Освальд вполне понял намерение графа Мансбурга; он понял, что Флориана надо убить при переходе из тюрьмы в комнату графа. С твердой решимостью совершить это ужасное дело, Освальд сошел в тюрьму со сводами, находившуюся в уровень с погребами, под конюшнями и птичьим двором.
— Что вам угодно, сударь? — спросил тюремщик, отворив первую дверь ландскнехту, которого он знал, как оруженосца и обычного посланца сенешаля.
— Как, Бертольд Крамер, ты теперь тюремщиком? — вскричал Освальд, узнав в новом тюремщике старого воина графини.
— Да, — отвечал Крамер, — прежний-то поссорился с главным тюремщиком Сигизмундом, и его отставили. Дочь моя служит горничной графини, она мне и выхлопотала это место.
— Поздравляю тебя, кум, — сказал Освальд, не знавший, что семейство этого человека более пятидесяти лет находилось на службе Гейерсбергов. — Вот я зачем пришел: его сиятельство граф Мансбург прислал меня за арестантом № 5.
— Зачем? — спросил тюремщик, вздрогнув, чего однако Освальд не заметил.
— Его милость хочет поговорить с ним; более я ничего не знаю. Отпусти его со мной.
—
— Разве ты не знаешь, что сенешаль командует в замке?
— Вейнсберг всецело принадлежит графине Гельфенштейн, и я не знаю здесь другой власти, кроме нее.
— Старая скотина! — злобно пробормотал Освальд. — Ступай, позови главного тюремщика, — прибавил он, возвышая голос.
— Сейчас иду.
— А пока можно ли поговорить с узником?
— Конечно, — поспешно отвечал Бертольд.
Он провел оруженосца в каземат № 5, отпер дверь и втолкнул туда Освальда.
— Подождите меня здесь, — сказал Бертольд. Он вышел и запер дверь на ключ.
Этот звук запираемой двери заставил Освальда содрогнуться, хотя он был не трус.
— Кто здесь? — спросил Флориан Гейер, которого Фридау узнал только по голосу, потому что глаза его еще не освоились с темнотой.
Освальд молчал.
Было время, когда этот суровый и жестокий человек питал к Флориану восторженную привязанность, которую тот умел внушать большей части своих солдат. И теперь, несмотря на всю ненависть к Флориану, он вздрогнул при звуке голоса своего бывшего начальника.
— Кажется, вы не узнаете меня, господин рыцарь Гейерсберг. — произнес он наконец, становясь к слуховому окну, которое пропускало несколько слабых лучей света в тюрьму Флориана.
— Как! Это ты, Освальд! — вскричал рыцарь, приподнимаясь на локте. — Я очень рад тебя видеть, мой бедный Освальд. Я всюду искал тебя, но напрасно.
— Вашей милости видно очень хотелось повесить верного солдата, виновного только в излишней храбрости?
— Если бы ты, как честный воин, имел мужество не бежать в ожидании наказания, которое заслужил своим непослушанием, ты увидел бы, что я хотел только постращать тебя. Придя в поле, где ты думал найти смерть, ты узнал бы, что начальник прощает непослушного солдата и жалует чин сержанта храброму ландскнехту, так славно овладевшему неприятельским редутом.
— Ах, ваша милость, неужели это правда? — спросил смущенный Освальд.
— Слыхал ли ты, чтобы Флориан Гейерсберг когда-нибудь лгал?
— Нет, ваша милость, нет… О, если б я мог предвидеть… Моя бедная жена и мой бедные ребенок… Что случилось с ними?

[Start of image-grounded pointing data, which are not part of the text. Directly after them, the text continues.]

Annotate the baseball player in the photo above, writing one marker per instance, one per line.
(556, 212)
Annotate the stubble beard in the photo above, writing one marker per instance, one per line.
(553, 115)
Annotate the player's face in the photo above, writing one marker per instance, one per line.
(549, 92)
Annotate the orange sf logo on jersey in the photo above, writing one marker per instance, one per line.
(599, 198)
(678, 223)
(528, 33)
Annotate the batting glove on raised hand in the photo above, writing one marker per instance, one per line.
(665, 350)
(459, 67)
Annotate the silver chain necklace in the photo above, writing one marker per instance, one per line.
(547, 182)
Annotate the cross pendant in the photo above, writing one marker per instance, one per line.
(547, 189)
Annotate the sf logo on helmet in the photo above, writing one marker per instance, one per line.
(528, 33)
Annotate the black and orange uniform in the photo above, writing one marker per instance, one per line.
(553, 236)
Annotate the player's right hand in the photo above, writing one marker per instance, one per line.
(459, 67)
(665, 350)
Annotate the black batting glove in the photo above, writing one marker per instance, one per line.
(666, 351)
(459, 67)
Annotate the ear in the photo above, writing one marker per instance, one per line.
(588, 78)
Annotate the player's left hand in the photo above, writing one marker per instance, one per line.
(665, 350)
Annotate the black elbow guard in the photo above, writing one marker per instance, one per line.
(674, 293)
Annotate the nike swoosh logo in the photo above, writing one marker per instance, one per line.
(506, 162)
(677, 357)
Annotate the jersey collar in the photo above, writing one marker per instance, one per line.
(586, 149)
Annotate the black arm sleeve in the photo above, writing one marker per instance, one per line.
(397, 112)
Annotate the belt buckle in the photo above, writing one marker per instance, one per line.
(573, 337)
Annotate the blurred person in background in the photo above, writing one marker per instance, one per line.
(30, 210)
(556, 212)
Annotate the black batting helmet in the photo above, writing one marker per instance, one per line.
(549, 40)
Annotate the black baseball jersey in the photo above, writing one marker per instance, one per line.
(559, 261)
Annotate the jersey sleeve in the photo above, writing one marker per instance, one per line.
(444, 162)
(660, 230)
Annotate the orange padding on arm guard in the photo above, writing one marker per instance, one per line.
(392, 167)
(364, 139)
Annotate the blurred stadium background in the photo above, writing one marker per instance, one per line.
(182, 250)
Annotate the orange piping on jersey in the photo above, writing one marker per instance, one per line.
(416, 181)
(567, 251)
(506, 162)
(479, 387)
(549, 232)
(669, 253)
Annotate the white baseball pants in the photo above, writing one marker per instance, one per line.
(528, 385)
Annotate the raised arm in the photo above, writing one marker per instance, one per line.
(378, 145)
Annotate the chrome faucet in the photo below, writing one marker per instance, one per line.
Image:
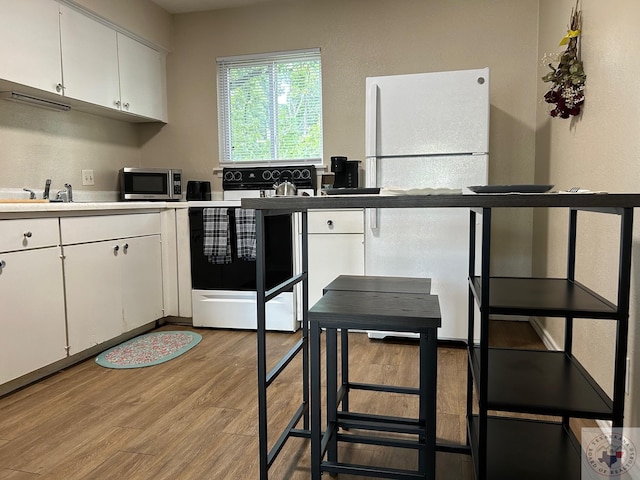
(47, 186)
(69, 192)
(65, 195)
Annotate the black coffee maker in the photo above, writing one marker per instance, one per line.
(346, 172)
(198, 190)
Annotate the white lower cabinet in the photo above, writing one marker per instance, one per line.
(336, 246)
(142, 281)
(32, 319)
(114, 285)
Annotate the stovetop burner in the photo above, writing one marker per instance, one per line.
(263, 178)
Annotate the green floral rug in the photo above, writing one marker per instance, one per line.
(150, 349)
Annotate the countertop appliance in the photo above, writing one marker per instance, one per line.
(428, 130)
(345, 171)
(163, 184)
(224, 295)
(198, 190)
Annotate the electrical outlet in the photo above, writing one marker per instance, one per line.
(87, 177)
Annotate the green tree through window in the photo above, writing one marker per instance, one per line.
(270, 107)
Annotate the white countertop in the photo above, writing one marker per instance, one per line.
(9, 210)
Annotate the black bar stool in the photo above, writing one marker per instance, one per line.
(382, 311)
(370, 283)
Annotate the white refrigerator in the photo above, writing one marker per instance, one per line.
(426, 130)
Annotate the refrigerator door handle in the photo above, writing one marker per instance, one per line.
(371, 122)
(371, 147)
(371, 172)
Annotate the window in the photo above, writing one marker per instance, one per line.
(270, 107)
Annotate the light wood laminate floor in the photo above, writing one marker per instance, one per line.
(195, 417)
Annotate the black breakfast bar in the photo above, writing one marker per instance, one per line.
(502, 447)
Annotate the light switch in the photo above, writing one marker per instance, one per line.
(87, 177)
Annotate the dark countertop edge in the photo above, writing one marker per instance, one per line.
(576, 200)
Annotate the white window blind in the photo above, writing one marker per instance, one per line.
(270, 107)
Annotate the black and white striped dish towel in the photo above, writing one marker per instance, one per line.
(246, 233)
(217, 241)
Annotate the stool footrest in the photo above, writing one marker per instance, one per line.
(369, 471)
(380, 423)
(383, 388)
(380, 441)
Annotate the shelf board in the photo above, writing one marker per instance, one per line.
(541, 382)
(551, 297)
(527, 450)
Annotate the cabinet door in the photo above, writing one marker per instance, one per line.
(141, 79)
(32, 320)
(141, 263)
(30, 43)
(89, 59)
(94, 293)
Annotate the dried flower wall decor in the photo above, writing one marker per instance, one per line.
(568, 78)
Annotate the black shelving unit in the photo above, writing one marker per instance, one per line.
(539, 382)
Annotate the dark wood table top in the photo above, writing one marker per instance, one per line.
(371, 283)
(508, 200)
(400, 312)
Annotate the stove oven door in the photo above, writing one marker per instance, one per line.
(224, 296)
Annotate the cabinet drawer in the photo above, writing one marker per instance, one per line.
(23, 234)
(336, 221)
(107, 227)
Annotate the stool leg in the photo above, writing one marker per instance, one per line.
(344, 359)
(427, 415)
(316, 409)
(332, 390)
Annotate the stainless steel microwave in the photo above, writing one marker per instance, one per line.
(150, 184)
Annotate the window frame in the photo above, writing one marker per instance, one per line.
(224, 126)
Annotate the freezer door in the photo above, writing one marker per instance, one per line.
(428, 113)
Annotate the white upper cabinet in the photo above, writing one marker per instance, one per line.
(107, 68)
(56, 48)
(30, 44)
(141, 79)
(89, 59)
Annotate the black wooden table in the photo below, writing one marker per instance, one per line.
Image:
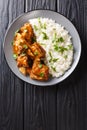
(60, 107)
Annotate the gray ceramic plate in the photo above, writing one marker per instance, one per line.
(34, 14)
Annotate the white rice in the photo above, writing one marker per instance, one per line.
(56, 41)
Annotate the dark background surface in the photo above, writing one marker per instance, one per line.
(60, 107)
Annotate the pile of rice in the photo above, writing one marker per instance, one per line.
(57, 43)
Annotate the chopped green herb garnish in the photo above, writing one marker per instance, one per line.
(50, 55)
(70, 46)
(65, 56)
(25, 46)
(62, 49)
(54, 60)
(56, 47)
(60, 39)
(35, 27)
(44, 25)
(56, 39)
(23, 54)
(40, 23)
(15, 56)
(40, 66)
(33, 39)
(45, 37)
(30, 62)
(41, 74)
(25, 30)
(16, 31)
(53, 68)
(12, 43)
(36, 53)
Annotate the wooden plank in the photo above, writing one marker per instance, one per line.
(72, 93)
(40, 102)
(11, 88)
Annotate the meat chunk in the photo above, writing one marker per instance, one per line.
(37, 50)
(27, 32)
(23, 70)
(39, 71)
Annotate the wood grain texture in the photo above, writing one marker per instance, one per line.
(28, 107)
(72, 93)
(39, 102)
(11, 88)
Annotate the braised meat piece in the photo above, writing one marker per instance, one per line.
(39, 71)
(27, 32)
(22, 61)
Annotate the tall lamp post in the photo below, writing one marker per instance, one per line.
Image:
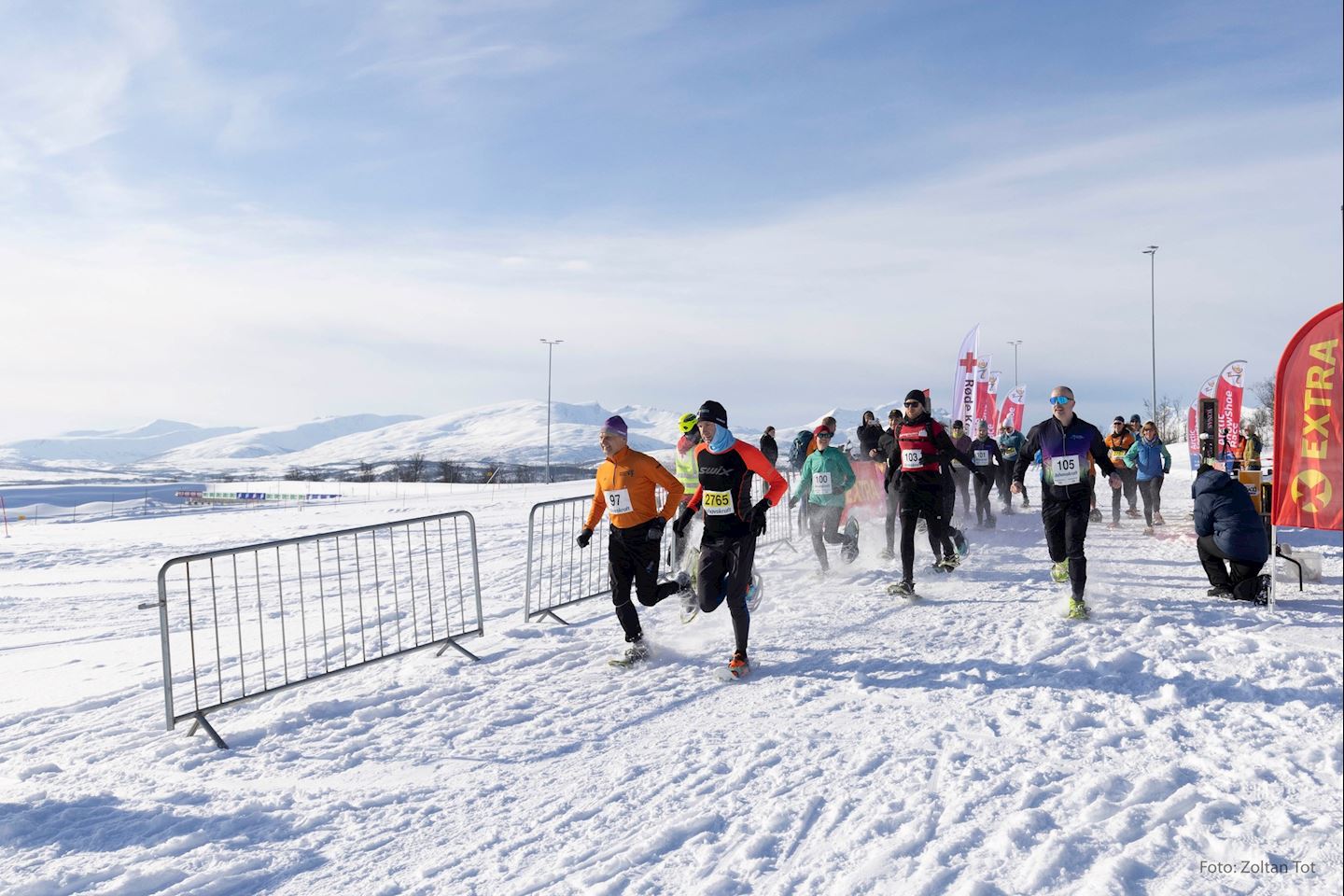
(1152, 306)
(550, 351)
(1015, 343)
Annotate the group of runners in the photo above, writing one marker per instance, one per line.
(926, 467)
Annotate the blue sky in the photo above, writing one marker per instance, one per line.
(265, 213)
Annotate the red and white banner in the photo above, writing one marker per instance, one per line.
(1230, 385)
(991, 414)
(867, 497)
(1013, 409)
(983, 390)
(1309, 427)
(964, 381)
(1193, 437)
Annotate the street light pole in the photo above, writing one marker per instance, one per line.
(1152, 306)
(1015, 343)
(550, 349)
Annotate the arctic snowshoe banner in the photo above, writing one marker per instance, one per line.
(1308, 427)
(1230, 410)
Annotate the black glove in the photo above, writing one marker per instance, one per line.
(758, 517)
(683, 520)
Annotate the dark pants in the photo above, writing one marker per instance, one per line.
(961, 476)
(825, 529)
(726, 575)
(633, 558)
(1066, 529)
(892, 514)
(1243, 581)
(983, 510)
(925, 501)
(1152, 492)
(1127, 486)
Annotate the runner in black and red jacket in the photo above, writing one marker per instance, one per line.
(732, 522)
(916, 469)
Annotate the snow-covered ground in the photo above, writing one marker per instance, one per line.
(971, 743)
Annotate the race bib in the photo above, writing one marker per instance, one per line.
(717, 503)
(1066, 470)
(617, 500)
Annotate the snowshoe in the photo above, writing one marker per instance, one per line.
(690, 602)
(635, 654)
(849, 550)
(902, 589)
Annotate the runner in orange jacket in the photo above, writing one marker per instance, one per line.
(626, 489)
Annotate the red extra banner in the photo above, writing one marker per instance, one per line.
(1309, 427)
(867, 498)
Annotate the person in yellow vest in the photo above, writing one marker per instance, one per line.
(1252, 445)
(626, 483)
(687, 471)
(1117, 446)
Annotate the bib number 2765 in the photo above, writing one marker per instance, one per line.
(717, 503)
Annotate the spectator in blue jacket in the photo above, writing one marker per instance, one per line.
(1151, 458)
(1230, 531)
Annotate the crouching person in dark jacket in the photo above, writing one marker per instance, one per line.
(1230, 534)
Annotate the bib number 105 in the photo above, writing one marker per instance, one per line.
(1068, 470)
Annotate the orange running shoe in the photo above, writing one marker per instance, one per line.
(738, 665)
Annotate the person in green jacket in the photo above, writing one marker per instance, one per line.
(824, 480)
(1152, 461)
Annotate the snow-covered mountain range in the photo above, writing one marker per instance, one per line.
(507, 431)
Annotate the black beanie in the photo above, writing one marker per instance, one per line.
(712, 412)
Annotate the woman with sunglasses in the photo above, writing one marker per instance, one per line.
(1151, 459)
(824, 480)
(1068, 443)
(917, 471)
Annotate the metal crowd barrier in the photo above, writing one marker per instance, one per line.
(242, 623)
(559, 574)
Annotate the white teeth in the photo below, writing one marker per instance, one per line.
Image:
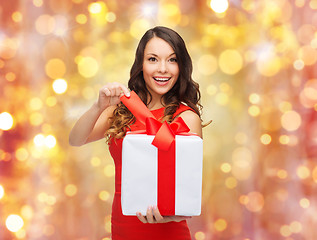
(162, 79)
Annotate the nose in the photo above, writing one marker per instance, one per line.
(162, 68)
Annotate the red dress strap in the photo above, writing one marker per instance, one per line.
(182, 108)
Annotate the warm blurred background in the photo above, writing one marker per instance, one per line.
(256, 64)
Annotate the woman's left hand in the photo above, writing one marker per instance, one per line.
(153, 216)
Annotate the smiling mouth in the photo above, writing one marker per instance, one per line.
(159, 79)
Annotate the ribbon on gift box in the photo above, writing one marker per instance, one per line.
(164, 140)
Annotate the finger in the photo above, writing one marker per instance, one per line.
(125, 90)
(107, 92)
(140, 217)
(149, 215)
(157, 215)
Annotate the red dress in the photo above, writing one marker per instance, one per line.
(130, 227)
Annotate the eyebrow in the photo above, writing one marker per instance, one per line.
(157, 55)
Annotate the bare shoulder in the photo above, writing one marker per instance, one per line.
(193, 121)
(108, 112)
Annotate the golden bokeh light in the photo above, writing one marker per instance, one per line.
(254, 62)
(104, 195)
(225, 167)
(255, 202)
(291, 120)
(70, 190)
(304, 203)
(6, 121)
(88, 67)
(266, 139)
(219, 6)
(45, 24)
(220, 225)
(200, 236)
(60, 86)
(17, 16)
(1, 192)
(55, 68)
(303, 172)
(207, 64)
(230, 61)
(14, 222)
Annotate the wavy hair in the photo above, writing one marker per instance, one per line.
(185, 90)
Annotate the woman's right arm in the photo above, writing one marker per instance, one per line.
(92, 125)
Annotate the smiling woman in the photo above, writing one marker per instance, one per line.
(160, 68)
(161, 77)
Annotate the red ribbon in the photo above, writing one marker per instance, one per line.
(164, 140)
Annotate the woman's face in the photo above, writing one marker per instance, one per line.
(160, 67)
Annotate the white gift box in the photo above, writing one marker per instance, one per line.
(140, 174)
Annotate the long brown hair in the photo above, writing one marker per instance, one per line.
(185, 90)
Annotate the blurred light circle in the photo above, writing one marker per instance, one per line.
(291, 120)
(6, 121)
(299, 64)
(269, 66)
(308, 55)
(8, 48)
(1, 192)
(220, 225)
(200, 236)
(308, 96)
(254, 111)
(230, 61)
(266, 139)
(254, 98)
(60, 6)
(306, 33)
(104, 195)
(219, 6)
(285, 231)
(139, 27)
(61, 25)
(50, 141)
(95, 7)
(241, 163)
(111, 17)
(38, 3)
(81, 18)
(303, 172)
(70, 190)
(256, 202)
(14, 223)
(88, 67)
(21, 154)
(36, 103)
(207, 64)
(45, 24)
(17, 16)
(59, 86)
(39, 140)
(55, 68)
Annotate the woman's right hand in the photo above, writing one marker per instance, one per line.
(110, 94)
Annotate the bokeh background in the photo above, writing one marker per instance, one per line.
(255, 62)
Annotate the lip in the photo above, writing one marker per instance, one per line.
(161, 83)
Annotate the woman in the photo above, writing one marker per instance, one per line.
(161, 76)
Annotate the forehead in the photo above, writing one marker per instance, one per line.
(158, 46)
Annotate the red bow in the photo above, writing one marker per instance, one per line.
(164, 132)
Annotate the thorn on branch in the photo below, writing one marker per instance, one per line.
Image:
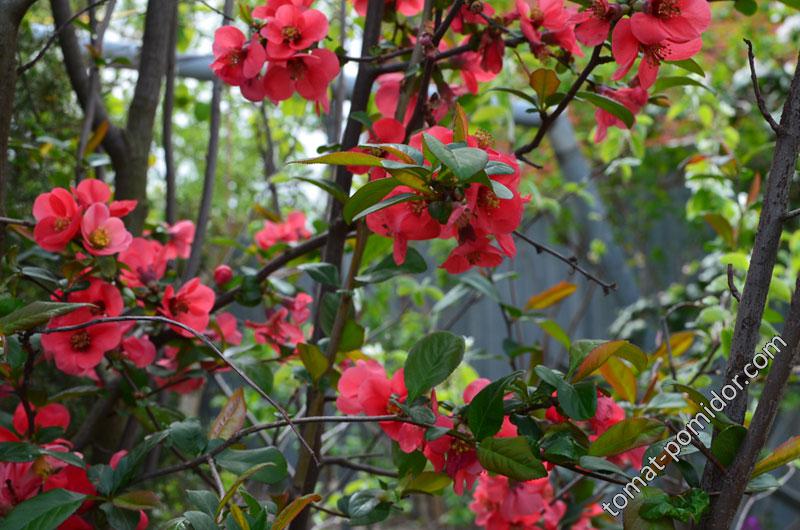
(762, 105)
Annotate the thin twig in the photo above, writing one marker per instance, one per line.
(571, 261)
(27, 66)
(762, 105)
(207, 342)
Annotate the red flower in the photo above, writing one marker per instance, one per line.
(633, 98)
(146, 262)
(103, 235)
(76, 352)
(228, 330)
(407, 8)
(293, 229)
(103, 295)
(674, 20)
(292, 30)
(181, 236)
(625, 47)
(594, 23)
(307, 74)
(58, 219)
(500, 503)
(190, 306)
(235, 61)
(222, 275)
(139, 350)
(475, 253)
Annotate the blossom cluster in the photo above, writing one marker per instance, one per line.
(499, 503)
(280, 57)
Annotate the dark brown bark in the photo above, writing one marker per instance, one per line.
(11, 13)
(748, 321)
(129, 148)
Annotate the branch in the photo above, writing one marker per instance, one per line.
(549, 119)
(751, 310)
(206, 341)
(210, 175)
(762, 105)
(51, 40)
(571, 261)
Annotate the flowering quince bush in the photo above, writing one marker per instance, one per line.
(103, 368)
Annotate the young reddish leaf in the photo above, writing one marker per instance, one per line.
(621, 378)
(292, 510)
(343, 158)
(551, 296)
(626, 435)
(679, 342)
(787, 452)
(599, 355)
(545, 82)
(231, 418)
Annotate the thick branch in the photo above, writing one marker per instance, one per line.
(754, 296)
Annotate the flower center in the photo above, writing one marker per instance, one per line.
(61, 224)
(290, 34)
(100, 238)
(80, 341)
(665, 8)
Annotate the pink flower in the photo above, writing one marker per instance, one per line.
(139, 350)
(625, 47)
(292, 229)
(674, 20)
(307, 74)
(475, 253)
(500, 504)
(234, 60)
(76, 352)
(594, 23)
(181, 236)
(146, 262)
(292, 30)
(190, 306)
(277, 331)
(228, 330)
(58, 219)
(103, 235)
(633, 98)
(103, 295)
(407, 8)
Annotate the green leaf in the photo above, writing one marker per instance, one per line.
(45, 511)
(391, 201)
(328, 186)
(626, 435)
(35, 314)
(231, 418)
(783, 454)
(578, 401)
(427, 482)
(511, 457)
(387, 268)
(368, 195)
(343, 158)
(314, 360)
(293, 509)
(609, 105)
(239, 461)
(485, 412)
(431, 361)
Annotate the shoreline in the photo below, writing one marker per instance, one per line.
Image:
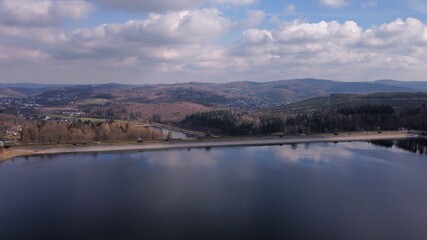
(14, 152)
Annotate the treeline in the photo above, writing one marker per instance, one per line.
(362, 118)
(52, 132)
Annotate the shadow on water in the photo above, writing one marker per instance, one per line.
(415, 145)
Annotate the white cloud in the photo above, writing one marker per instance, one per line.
(333, 3)
(369, 4)
(168, 5)
(418, 5)
(150, 5)
(42, 12)
(335, 50)
(253, 18)
(235, 2)
(290, 8)
(185, 46)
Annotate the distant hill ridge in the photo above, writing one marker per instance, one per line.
(244, 93)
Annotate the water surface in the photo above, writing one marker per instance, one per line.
(308, 191)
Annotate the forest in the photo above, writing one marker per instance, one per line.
(360, 118)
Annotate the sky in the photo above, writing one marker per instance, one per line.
(170, 41)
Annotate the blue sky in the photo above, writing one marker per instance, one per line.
(167, 41)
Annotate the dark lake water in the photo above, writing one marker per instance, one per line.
(330, 191)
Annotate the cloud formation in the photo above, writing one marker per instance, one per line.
(42, 12)
(202, 44)
(167, 5)
(333, 3)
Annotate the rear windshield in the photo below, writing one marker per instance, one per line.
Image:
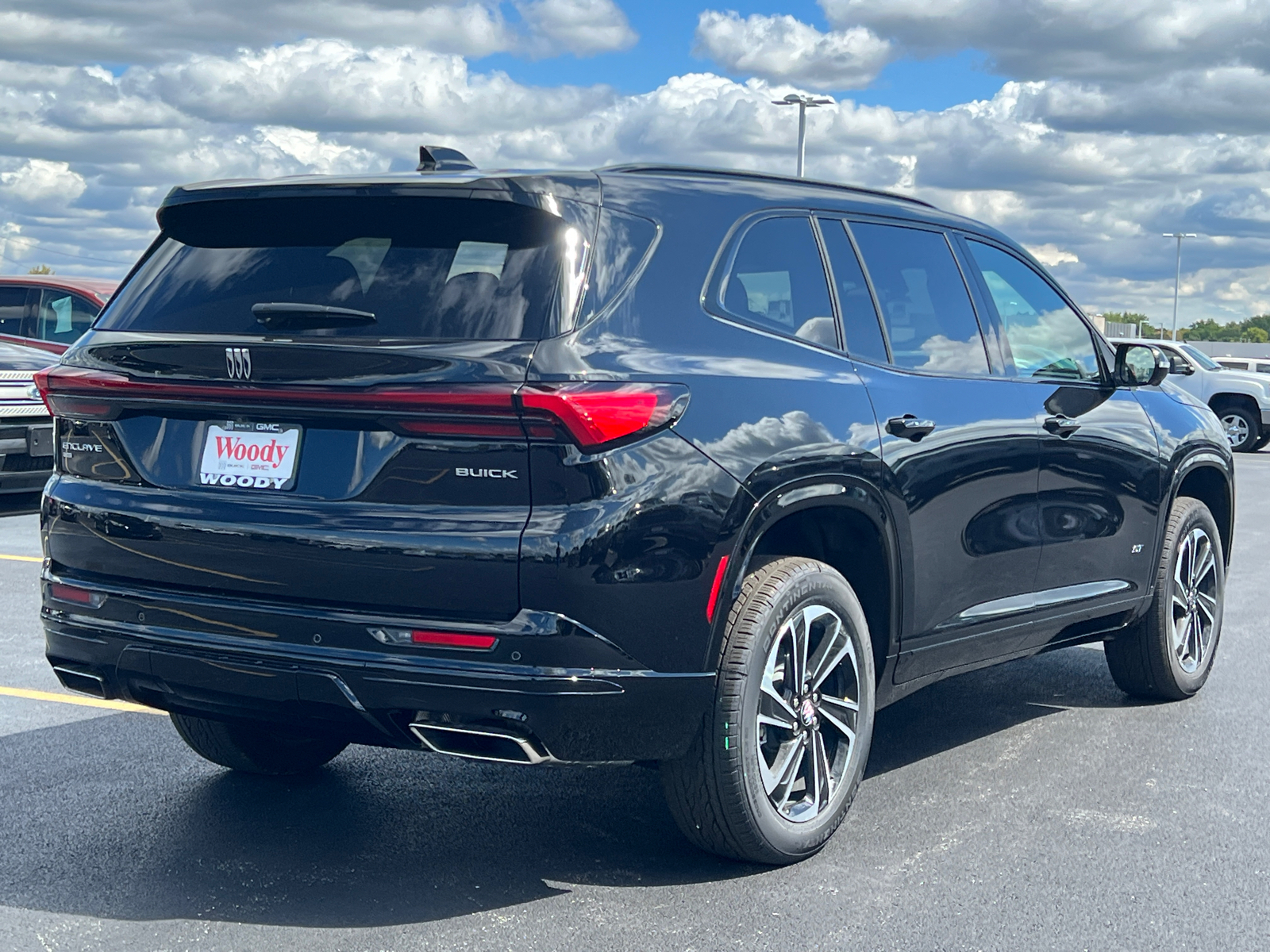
(381, 267)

— Успокойся, я хотел с тобой поговорить о них. После твоего побега я велел отыскать их и со своими людьми отослал их в деревню. Я дал жене твоей немного денег; она начала торговать, и по последним известиям, дела ее идут отлично; и ей остается желать одного — увидеться с тобой.
Освальд был совершенно поражен всем слышанным. Его грубые и жестокие инстинкты особенно развились от боевой жизни, как почти у всех военных людей того времени; но сердце в нем не умерло.
Мысль о жене, о сыне, его прежняя привязанность к начальнику вместе с преступлением, которое он готовился совершить, — все это отуманило голову бедного солдата. Наконец, крупные слезы засверкали на его глазах, он бросился к ногам Флориана и рассказал ему свой план мщения и намерение, с которым пришел к нему. Он рассказал рыцарю также все события, какие случились после брака графа и графини Гельфенштейн.